Comment ces machines peuvent-elles fonctionner correctement dans des régions où l’électricité est absente ou instable ? Ousseynou Badiane, coordonnateur du programme de vaccinations du Sénégal se veut rassurant. « En plus du matériel acheté récemment, nous avons environ 400 réfrigérateurs solaires répartis dans les localités où il y a moins de huit heures d’électricité par jour », affirme-t-il.
Toutefois, la question reste sensible. Le taux d’électrification rurale du pays est passé de 24 % en 2012 à 42,3 % en 2019, selon le ministère de l’énergie. Un vaccin mal conservé devient inefficace et n’a plus d’effet. « C’est sans danger pour le patient. Seulement, les vaccins anti-Covid-19, qui ne sont pas équipés de pastille de contrôle, doivent être jetés au bout de six heures si la chaîne du froid n’est pas respectée », explique Ousseynou Badiane.
Une chaîne logistique déjà éprouvée
Au Centre hospitalier universitaire de Fann à Dakar, six chambres froides de 40 m3 aux lourdes portes ont été installées en février 2021, notamment pour conserver les vaccins AstraZeneca. Derrière, des congélateurs peuvent descendre à des températures négatives, jusqu’à – 20 degrés, assure M. Badiane.
« Il n’y a que le Pfizer qui nous pose problème, car nous n’avons pas d’équipement qui va à – 80 degrés. Il faudra investir si nous prévoyons de le recevoir », anticipe-t-il, assurant que le Sénégal a déjà la chaîne logistique nécessaire pour prendre en charge tous les autres vaccins contre le Covid-19, dont celui du laboratoire Moderna. « Nous sommes habitués aux larges campagnes de vaccination où doivent être gérées de grandes quantités de doses », observe le coordonnateur du programme de vaccinations du Sénégal.
A partir du centre Gaspard-Kamara, quatorze agents de santé ont été déployés dans les cliniques privées et cabinets médicaux des environs pour administrer les 4 900 premiers vaccins chinois destinés au personnel médical. Un travail facilité par le grand réfrigérateur bleu supplémentaire installé dans le local de stockage du centre.
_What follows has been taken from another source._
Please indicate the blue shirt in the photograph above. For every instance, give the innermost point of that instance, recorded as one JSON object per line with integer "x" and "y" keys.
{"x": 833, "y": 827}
« Nous avions déjà deux frigos, mais ils ne pouvaient pas contenir l’ensemble de nos vaccins de routine, en plus de ceux contre le Covid-19 », souligne Pape Ndiaye, responsable du dépôt. Pour éviter les décrochages, des appareils enregistrent et contrôlent les données en continu jour et nuit. Un système censé donner l’alerte en cas de dérèglement. Selon les autorités, près de 160 000 personnes ont été vaccinées au Sénégal depuis février.